The results of the examination of hardness of the sintered samples, as a measure of reinforcement of the highly conducting copper matrix, show that the growth of hardness value is a function of the decrease of specific electric resistance, i.e. of structural stabilization of the system. The results also point to the growth of hardness with Al2O3 content increasing, at a certain temperature and sintering time. The obtained results of hardness examination are the consequence of a relatively even distribution of Al2O3 dispersoids in the copper matrix. The relatively even distribution of alumina in the nanocomposite system, achieved during synthesis of powder by depositing from a liquid phase, causes stabilization of the dislocation structure and achievement of significant reinforcing effects by a complex action of several mechanisms. Thereby, reinforcement of the material with a small-grain structure can be caused by the reinforcement of the grain boundaries, dissolving reinforcement and by Orowan´s mechanism. Additionally, dislocations can disappear in the grain boundaries or cease to multiply, since the Frenk-Read source of dislocations cannot be activated in small-grained multi-phase materials, which represents an additional mechanism of reinforcement [Morris, D.G. & Morris M.A., 1992].
Figure 7.
Dependence of hardness on the sintering time at different temperatures and different alumina contents
With Al2O3 content increasing, the duration of the sintering process is increased. However, with increasing of the sintering temperature for a period of time, the value of specific electric resistance after sintering is decreased. In accordance with the stated and having in mind that the change of specific electric resistance represents a measure of structural stabilization of the system, it can be ascertained that at certain temperatures the structural stabilization of the system has not occurred, i.e. the structural stabilization process is not completed. Also, with the sintering temperature increasing, the duration of the sintering process is shortened (Fig. 8). Based on the value of specific electric resistance, as a measure of structural stabilization, for the system with 3wt.% Al2O3 during sintering at 800ºC, sintering lasts 120 minutes, whereas for the same system during sintering at 900ºC the sintering process lasts 30 minutes.

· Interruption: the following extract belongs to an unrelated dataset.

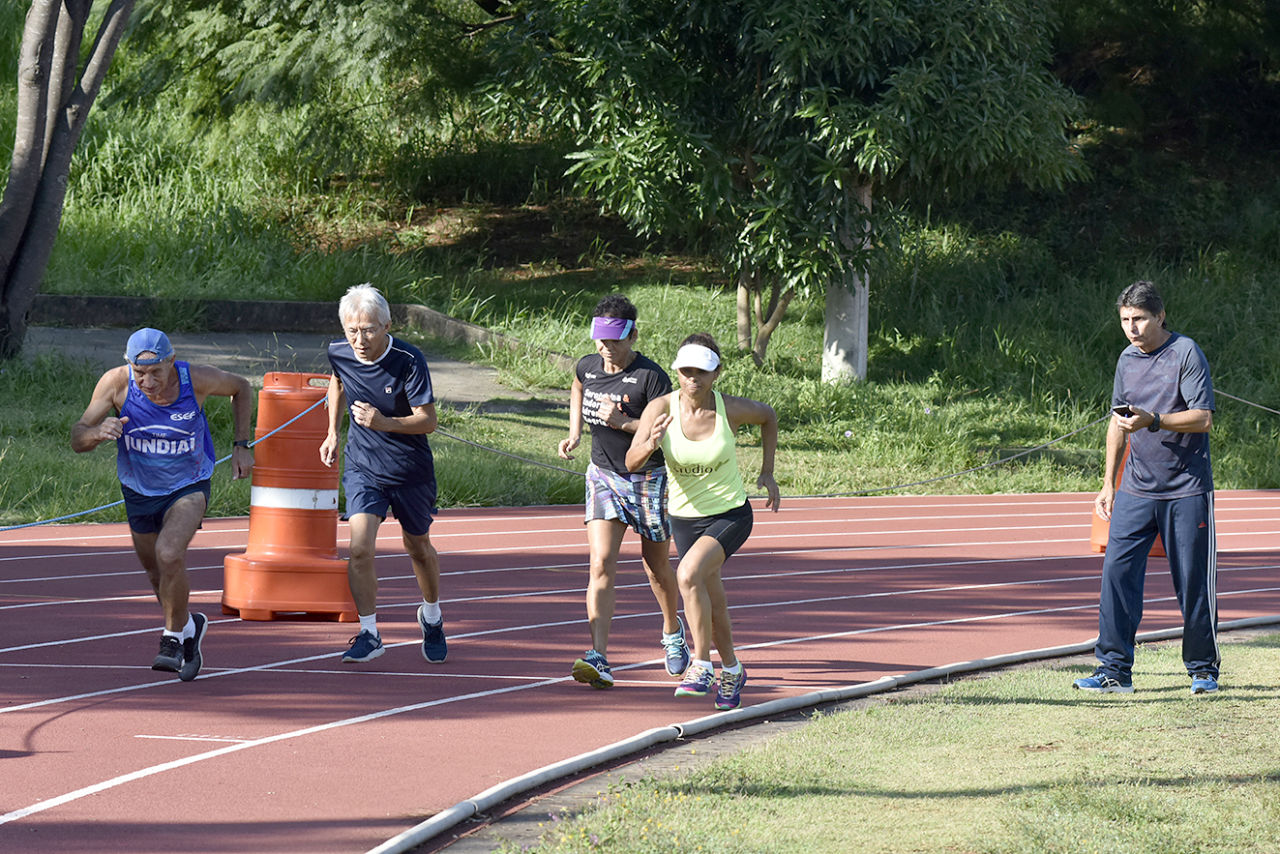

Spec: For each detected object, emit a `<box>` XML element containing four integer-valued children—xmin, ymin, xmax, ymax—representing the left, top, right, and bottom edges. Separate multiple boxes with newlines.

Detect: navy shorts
<box><xmin>120</xmin><ymin>480</ymin><xmax>214</xmax><ymax>534</ymax></box>
<box><xmin>342</xmin><ymin>469</ymin><xmax>435</xmax><ymax>536</ymax></box>
<box><xmin>671</xmin><ymin>502</ymin><xmax>754</xmax><ymax>561</ymax></box>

The analysis of the mechanical and electrical properties of Cu-Al2O3 sintered systems showed that for the system with 3wt.%Al2O3 structural stabilization had finished after 30 min of sintering at 900ºC, with significant reinforcment effects. For the other systems, structural stabilization was not completed even after 120 min. The optimal solution for the production of dispersed reinforced Cu-Al2O3 is the process conducted at 900ºC for 30 min with 3wt.%Al2O3, which was confirmed by microstructural analysis, presented in Figs. 9-11.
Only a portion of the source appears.